Foreign companies with US exposures have faced shrinking capacity, increased rates and higher deductibles, in particular for foreign filers with ADR II, ADR III or full US listing, according to Ms MacCabe. “The market has not yet hardened to the same extent for ADR I issuers. Toshibacould, and most probably will, change that,” she said.

At the very least, D&O underwriters are likely to seek more information from non-US companies regarding their involvement in securities transactions in the US, said Mr Kirk. “Insurers will want to examine the types of securities foreign companies have in the US, including swaps and ADRs, sponsored or unsponsored,” he said.

However, theToshibadecision may not “open the floodgates” to securities class actions against foreign companies with unsponsored ADRs in the US as some commentators have anticipated, according to Mr Kirk. The case explored whether the Securities Exchange Act applies to unsponsored ADRs, but not the liability of foreign issuers, which would be the next step in successful litigation, he added.

“Even if a court found that the securities laws applied to unsponsored ADRs, plaintiffs would still have a high hurdle to overcome to establish liability – they must also plead and prove a connection between material misrepresentations or omissions and the purchase or sale of the ADRs in the US. So, ultimately, Toshiba may not substantially increase the exposure of foreign companies whose securities back unsponsored ADRs,” said Mr Kirk.
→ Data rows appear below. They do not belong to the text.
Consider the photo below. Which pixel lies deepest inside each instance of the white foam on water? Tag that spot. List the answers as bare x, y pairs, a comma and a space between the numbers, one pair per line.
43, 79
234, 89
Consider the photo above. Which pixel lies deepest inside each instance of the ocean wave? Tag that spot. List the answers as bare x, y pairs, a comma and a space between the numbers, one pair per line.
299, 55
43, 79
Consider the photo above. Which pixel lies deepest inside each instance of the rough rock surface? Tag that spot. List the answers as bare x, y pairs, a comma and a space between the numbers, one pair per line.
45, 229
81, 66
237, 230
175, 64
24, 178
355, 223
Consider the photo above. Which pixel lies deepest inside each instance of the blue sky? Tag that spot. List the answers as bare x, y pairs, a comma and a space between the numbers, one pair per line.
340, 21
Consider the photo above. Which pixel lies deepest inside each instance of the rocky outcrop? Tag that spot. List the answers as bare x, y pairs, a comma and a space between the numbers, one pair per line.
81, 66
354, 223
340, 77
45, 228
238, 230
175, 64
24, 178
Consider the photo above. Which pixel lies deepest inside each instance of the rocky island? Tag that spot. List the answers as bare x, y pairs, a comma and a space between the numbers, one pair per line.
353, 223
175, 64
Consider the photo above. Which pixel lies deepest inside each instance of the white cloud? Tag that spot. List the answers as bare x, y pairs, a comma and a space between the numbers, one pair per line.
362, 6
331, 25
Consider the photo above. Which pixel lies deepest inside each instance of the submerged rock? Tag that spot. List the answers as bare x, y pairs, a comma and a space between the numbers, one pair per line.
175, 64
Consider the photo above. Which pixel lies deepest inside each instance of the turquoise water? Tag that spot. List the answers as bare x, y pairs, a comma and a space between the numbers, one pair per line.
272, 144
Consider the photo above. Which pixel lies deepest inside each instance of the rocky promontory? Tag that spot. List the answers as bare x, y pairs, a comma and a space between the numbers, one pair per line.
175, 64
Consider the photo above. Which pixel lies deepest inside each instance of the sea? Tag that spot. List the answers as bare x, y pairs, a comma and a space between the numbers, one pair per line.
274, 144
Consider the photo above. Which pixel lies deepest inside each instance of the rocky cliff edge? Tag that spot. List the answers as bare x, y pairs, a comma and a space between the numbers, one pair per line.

According to Ms Pestorich Manson, given the small number of US ADR holders compared to an entire company’s shareholder base, the additional exposure is likely limited to a small group of shareholders and therefore a concern for primary or low excess insurers rather than entire large insurance towers.

The focus on ADRs comes against the backdrop of a hardening market for D&O insurance. Nearly all buyers of D&O insurance are experiencing changes in terms and conditions, according to Ms Pestorich Manson. While some segments are only seeing changes in rate, others are facing significantly restricted capacity and they cannot purchase the desired limits at any price, she said.

“All US listed companies, wherever domiciled, are facing a challenging marketplace. Insureds in the pharmaceutical and technology sectors are experiencing reducing capacity and [rate] increases, while private companies seeking to IPO are facing some of the most challenging market conditions,” said Ms Pestorich Manson.